Member of the Kansas Senate from the 22nd district
- In office 1979 – January 9, 1989
- Preceded by: Donn Everett
- Succeeded by: Lana Oleen

Personal details
- Born: November 17, 1922 Smith Center, Kansas
- Died: September 22, 2011 Junction City, Kansas
- Party: Republican
- Spouse(s): Dorothy Wilson, 57 years
- Alma mater: Kansas State University (undergraduate); Cornell University (Master's degree)

= Merrill Werts =

American politician

Merrill H. Werts (November 17, 1922-September 22, 2011) was an American politician who served in the Kansas Senate as a Republican from the 22nd district from 1979 to 1989.

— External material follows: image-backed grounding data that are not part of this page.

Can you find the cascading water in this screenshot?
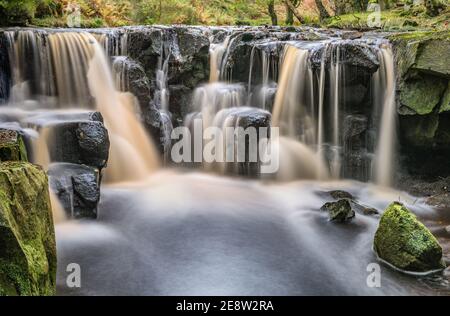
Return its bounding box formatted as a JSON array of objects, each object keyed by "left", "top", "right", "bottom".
[
  {"left": 373, "top": 45, "right": 397, "bottom": 187},
  {"left": 1, "top": 27, "right": 444, "bottom": 296},
  {"left": 209, "top": 34, "right": 232, "bottom": 82},
  {"left": 271, "top": 45, "right": 328, "bottom": 180},
  {"left": 2, "top": 30, "right": 160, "bottom": 183}
]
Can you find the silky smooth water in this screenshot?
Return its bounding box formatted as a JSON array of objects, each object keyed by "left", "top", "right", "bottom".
[{"left": 55, "top": 172, "right": 450, "bottom": 295}]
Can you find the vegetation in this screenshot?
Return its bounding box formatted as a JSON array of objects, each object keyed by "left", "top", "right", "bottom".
[{"left": 0, "top": 0, "right": 448, "bottom": 29}]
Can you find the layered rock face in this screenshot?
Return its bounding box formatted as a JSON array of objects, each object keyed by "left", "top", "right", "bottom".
[
  {"left": 0, "top": 160, "right": 56, "bottom": 295},
  {"left": 390, "top": 31, "right": 450, "bottom": 179}
]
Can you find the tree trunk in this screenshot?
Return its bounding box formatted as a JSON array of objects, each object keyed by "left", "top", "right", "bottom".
[
  {"left": 285, "top": 3, "right": 294, "bottom": 25},
  {"left": 315, "top": 0, "right": 330, "bottom": 21},
  {"left": 268, "top": 0, "right": 278, "bottom": 25},
  {"left": 283, "top": 0, "right": 305, "bottom": 24}
]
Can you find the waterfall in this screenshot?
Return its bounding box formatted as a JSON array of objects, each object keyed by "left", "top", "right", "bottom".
[
  {"left": 4, "top": 30, "right": 160, "bottom": 183},
  {"left": 247, "top": 46, "right": 278, "bottom": 110},
  {"left": 209, "top": 35, "right": 232, "bottom": 82},
  {"left": 272, "top": 46, "right": 314, "bottom": 142},
  {"left": 191, "top": 82, "right": 246, "bottom": 128},
  {"left": 373, "top": 45, "right": 397, "bottom": 187},
  {"left": 154, "top": 30, "right": 171, "bottom": 112},
  {"left": 329, "top": 45, "right": 341, "bottom": 179},
  {"left": 271, "top": 45, "right": 328, "bottom": 180}
]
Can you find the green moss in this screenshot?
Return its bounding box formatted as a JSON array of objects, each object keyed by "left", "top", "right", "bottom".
[
  {"left": 0, "top": 162, "right": 56, "bottom": 296},
  {"left": 374, "top": 202, "right": 445, "bottom": 272},
  {"left": 0, "top": 130, "right": 28, "bottom": 162},
  {"left": 399, "top": 76, "right": 447, "bottom": 115},
  {"left": 440, "top": 82, "right": 450, "bottom": 113}
]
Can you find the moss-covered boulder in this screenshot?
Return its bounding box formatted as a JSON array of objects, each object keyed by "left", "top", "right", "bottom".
[
  {"left": 0, "top": 129, "right": 28, "bottom": 162},
  {"left": 414, "top": 39, "right": 450, "bottom": 78},
  {"left": 0, "top": 162, "right": 56, "bottom": 295},
  {"left": 399, "top": 76, "right": 446, "bottom": 115},
  {"left": 439, "top": 82, "right": 450, "bottom": 113},
  {"left": 374, "top": 202, "right": 445, "bottom": 273}
]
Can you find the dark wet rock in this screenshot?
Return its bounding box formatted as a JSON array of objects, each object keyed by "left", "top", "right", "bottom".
[
  {"left": 320, "top": 199, "right": 355, "bottom": 222},
  {"left": 225, "top": 40, "right": 284, "bottom": 83},
  {"left": 343, "top": 115, "right": 368, "bottom": 151},
  {"left": 342, "top": 115, "right": 371, "bottom": 181},
  {"left": 168, "top": 84, "right": 192, "bottom": 126},
  {"left": 0, "top": 32, "right": 10, "bottom": 103},
  {"left": 348, "top": 200, "right": 379, "bottom": 216},
  {"left": 0, "top": 129, "right": 28, "bottom": 162},
  {"left": 48, "top": 163, "right": 100, "bottom": 219},
  {"left": 0, "top": 162, "right": 56, "bottom": 295},
  {"left": 24, "top": 111, "right": 110, "bottom": 169},
  {"left": 112, "top": 56, "right": 152, "bottom": 109},
  {"left": 328, "top": 190, "right": 354, "bottom": 200},
  {"left": 342, "top": 84, "right": 368, "bottom": 109},
  {"left": 310, "top": 42, "right": 380, "bottom": 73},
  {"left": 76, "top": 122, "right": 109, "bottom": 166},
  {"left": 126, "top": 27, "right": 163, "bottom": 81},
  {"left": 170, "top": 27, "right": 210, "bottom": 88},
  {"left": 374, "top": 202, "right": 445, "bottom": 273}
]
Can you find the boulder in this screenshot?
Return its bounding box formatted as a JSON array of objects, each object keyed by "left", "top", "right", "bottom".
[
  {"left": 48, "top": 163, "right": 100, "bottom": 219},
  {"left": 310, "top": 42, "right": 380, "bottom": 73},
  {"left": 374, "top": 202, "right": 446, "bottom": 272},
  {"left": 112, "top": 56, "right": 152, "bottom": 110},
  {"left": 171, "top": 27, "right": 210, "bottom": 88},
  {"left": 439, "top": 82, "right": 450, "bottom": 113},
  {"left": 0, "top": 162, "right": 56, "bottom": 295},
  {"left": 25, "top": 111, "right": 110, "bottom": 169},
  {"left": 414, "top": 39, "right": 450, "bottom": 78},
  {"left": 0, "top": 129, "right": 28, "bottom": 162},
  {"left": 399, "top": 75, "right": 446, "bottom": 115},
  {"left": 328, "top": 190, "right": 354, "bottom": 200},
  {"left": 320, "top": 199, "right": 355, "bottom": 222}
]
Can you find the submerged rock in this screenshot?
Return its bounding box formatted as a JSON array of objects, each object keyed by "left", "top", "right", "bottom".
[
  {"left": 0, "top": 129, "right": 28, "bottom": 162},
  {"left": 328, "top": 190, "right": 354, "bottom": 200},
  {"left": 48, "top": 163, "right": 100, "bottom": 219},
  {"left": 374, "top": 202, "right": 445, "bottom": 273},
  {"left": 0, "top": 162, "right": 56, "bottom": 295},
  {"left": 320, "top": 199, "right": 355, "bottom": 222}
]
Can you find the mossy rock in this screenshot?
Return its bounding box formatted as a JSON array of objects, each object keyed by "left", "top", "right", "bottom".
[
  {"left": 0, "top": 129, "right": 28, "bottom": 162},
  {"left": 0, "top": 162, "right": 56, "bottom": 295},
  {"left": 400, "top": 113, "right": 439, "bottom": 147},
  {"left": 439, "top": 82, "right": 450, "bottom": 113},
  {"left": 374, "top": 202, "right": 445, "bottom": 273},
  {"left": 414, "top": 39, "right": 450, "bottom": 78},
  {"left": 399, "top": 76, "right": 446, "bottom": 115},
  {"left": 320, "top": 199, "right": 355, "bottom": 222}
]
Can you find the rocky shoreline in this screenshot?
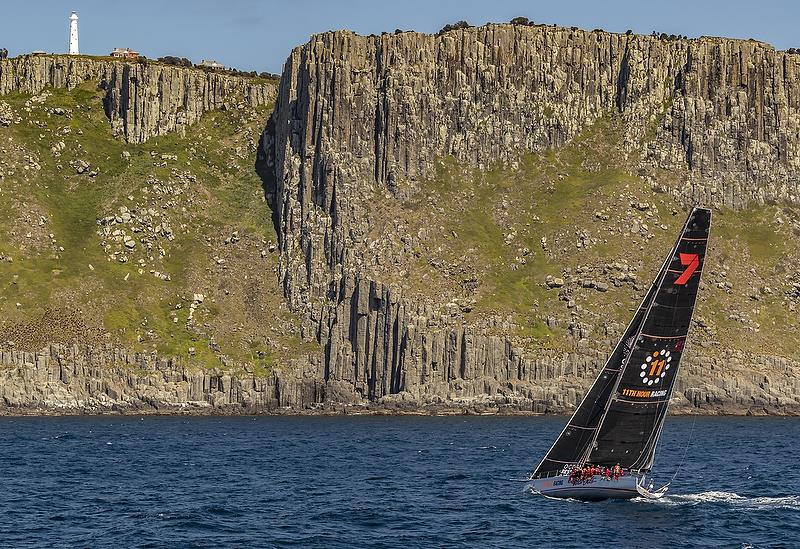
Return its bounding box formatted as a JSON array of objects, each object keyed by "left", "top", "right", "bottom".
[
  {"left": 2, "top": 404, "right": 797, "bottom": 418},
  {"left": 0, "top": 345, "right": 797, "bottom": 417}
]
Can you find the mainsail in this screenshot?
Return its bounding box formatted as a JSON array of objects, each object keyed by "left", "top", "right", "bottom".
[{"left": 531, "top": 207, "right": 711, "bottom": 478}]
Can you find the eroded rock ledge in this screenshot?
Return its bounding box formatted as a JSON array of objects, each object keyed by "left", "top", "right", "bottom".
[
  {"left": 0, "top": 345, "right": 321, "bottom": 414},
  {"left": 0, "top": 345, "right": 796, "bottom": 415},
  {"left": 0, "top": 55, "right": 276, "bottom": 143}
]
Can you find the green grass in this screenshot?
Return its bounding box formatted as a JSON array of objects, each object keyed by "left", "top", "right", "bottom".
[
  {"left": 0, "top": 83, "right": 315, "bottom": 371},
  {"left": 713, "top": 207, "right": 786, "bottom": 263},
  {"left": 404, "top": 116, "right": 647, "bottom": 347},
  {"left": 698, "top": 205, "right": 799, "bottom": 359}
]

Werts was born in Smith Center, Kansas and raised on a farm. He attended Kansas State University, but his education there was interrupted by service in World War II; Werts entered the U.S. Army in June 1943 and fought in the European theater, losing a leg in Germany. He left the Army in March 1946 and returned to KSU, graduating in 1947. He received a master's degree in agricultural economics from Cornell University in 1948.

After completing his education, Werts worked in banking, eventually rising to become president of a bank in Junction City, Kansas. He was elected to the State Senate in 1978, taking office in 1979; in 1988, he declined to run for re-election, and Lana Oleen succeeded him in the Senate.